Celebrity author talks about lone women explorers from 1700s to the present day
Mariella Frostrup’s latest book – ‘Wild Women’ - is an anthology of over 50 lone women travellers from as early as the 1700s to the present day.
Lois Pryce, is one of these ‘Wild Women’, who, among other trips, has travelled the 20,000 or so miles from Alaska to Ushuaia on a small 250cc trail motorbike (so that she can “go off road exploring”).
Mariella observed at the Wimbledon Bookfest that women like her were hardly, if ever, recognised compared with many male adventurers and explorers who were lauded even in cases where their expeditions were effectively failures (think Columbus and Shackleton), a point greatly appreciated by the mainly female audience.
The exploits of these women had illustrated the female ability to deal with any situation and Lois demonstrated this with a reading from her chapter in the book, discussing her trip through a particularly risky part of jungle where she wasn’t allowed to travel under her own steam and had to board a train where her travelling companions were a troop of heavily armed but also drunk and drug-fuelled soldiers, and where she was robbed of chocolate and biscuits at gunpoint. Obviously she survived the ordeal…
For many of the women in the book, travel was the only way to escape their environment, although the majority were aristocratic since these trips had to be self funded. Even today it seems more difficult for women to gain sponsorship for such trips, and are often seen to be somewhat eccentric if not selfish. The idea of a woman doing something “just for the hell of it”, is not quite acceptable, and is almost seen as irresponsible. Men, on the other hand, are seen as great adventurers.

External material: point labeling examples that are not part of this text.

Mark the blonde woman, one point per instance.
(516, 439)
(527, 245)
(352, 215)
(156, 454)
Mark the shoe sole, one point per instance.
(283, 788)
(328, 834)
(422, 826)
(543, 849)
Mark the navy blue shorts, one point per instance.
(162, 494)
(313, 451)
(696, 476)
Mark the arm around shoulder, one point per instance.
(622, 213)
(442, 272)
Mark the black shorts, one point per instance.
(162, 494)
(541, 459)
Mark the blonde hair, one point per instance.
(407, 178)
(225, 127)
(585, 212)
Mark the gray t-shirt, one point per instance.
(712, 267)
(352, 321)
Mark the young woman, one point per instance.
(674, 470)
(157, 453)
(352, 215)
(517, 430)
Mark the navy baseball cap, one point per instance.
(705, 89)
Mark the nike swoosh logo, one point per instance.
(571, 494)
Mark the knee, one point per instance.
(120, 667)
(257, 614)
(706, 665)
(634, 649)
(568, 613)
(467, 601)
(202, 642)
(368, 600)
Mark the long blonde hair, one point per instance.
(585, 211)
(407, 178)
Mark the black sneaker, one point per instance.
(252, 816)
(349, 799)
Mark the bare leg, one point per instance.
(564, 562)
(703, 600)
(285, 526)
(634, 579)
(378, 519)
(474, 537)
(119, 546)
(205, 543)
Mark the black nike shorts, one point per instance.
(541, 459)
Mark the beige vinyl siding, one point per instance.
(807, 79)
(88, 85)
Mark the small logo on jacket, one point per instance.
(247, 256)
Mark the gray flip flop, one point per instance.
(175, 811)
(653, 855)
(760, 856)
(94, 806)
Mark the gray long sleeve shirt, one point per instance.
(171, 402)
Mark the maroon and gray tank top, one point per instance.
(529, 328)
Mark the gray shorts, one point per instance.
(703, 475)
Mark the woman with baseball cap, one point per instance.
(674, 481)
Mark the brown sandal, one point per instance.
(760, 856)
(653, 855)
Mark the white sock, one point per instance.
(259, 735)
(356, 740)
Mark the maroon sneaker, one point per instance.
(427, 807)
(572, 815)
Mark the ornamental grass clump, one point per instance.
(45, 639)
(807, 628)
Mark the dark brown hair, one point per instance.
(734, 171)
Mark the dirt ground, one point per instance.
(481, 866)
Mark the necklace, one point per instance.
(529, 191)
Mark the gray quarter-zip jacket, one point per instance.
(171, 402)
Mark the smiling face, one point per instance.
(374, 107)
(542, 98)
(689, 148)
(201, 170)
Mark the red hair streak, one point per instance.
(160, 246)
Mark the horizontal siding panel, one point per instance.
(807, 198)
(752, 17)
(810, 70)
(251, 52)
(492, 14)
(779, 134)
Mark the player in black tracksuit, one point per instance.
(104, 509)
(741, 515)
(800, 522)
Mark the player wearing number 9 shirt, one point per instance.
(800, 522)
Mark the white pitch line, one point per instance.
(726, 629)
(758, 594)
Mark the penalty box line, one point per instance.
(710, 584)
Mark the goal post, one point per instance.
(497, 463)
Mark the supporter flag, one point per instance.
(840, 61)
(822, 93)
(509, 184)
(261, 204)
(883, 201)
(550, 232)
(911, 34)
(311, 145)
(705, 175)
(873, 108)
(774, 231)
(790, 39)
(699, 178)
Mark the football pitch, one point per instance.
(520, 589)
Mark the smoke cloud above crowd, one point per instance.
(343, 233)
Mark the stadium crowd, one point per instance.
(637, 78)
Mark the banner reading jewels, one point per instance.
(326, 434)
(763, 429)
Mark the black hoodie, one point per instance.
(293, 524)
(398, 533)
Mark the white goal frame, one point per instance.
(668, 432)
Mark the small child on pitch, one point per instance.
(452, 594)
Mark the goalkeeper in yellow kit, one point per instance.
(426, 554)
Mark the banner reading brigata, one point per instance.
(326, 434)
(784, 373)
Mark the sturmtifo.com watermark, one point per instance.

Mariella also quoted the exploits of several other of the women documented in her book, such as the Japanese Junko Tabei, the first woman to reach the summit of Mount Everest, and Juanita Harrison, the African-American pioneer who travelled to 22 countries world wide in the 1900s, highlighting the different ways women see and document their experiences.
Travel should be seen as an enjoyment, a liberation even, and that rather than being fearful, it is the unexpected which is the pleasure of travelling and allows the traveller flexibility and the ability to control the experience.
The evening closed with a Q&A session, including which was the most useful tool to take when travelling and whether they kept a journal.
Mariella ended by quoting Felicity Ashton who, in 2012, skied across Antarctica in 59 days, a Guinness World record, who said: “We are each far more capable than we give ourselves credit for.”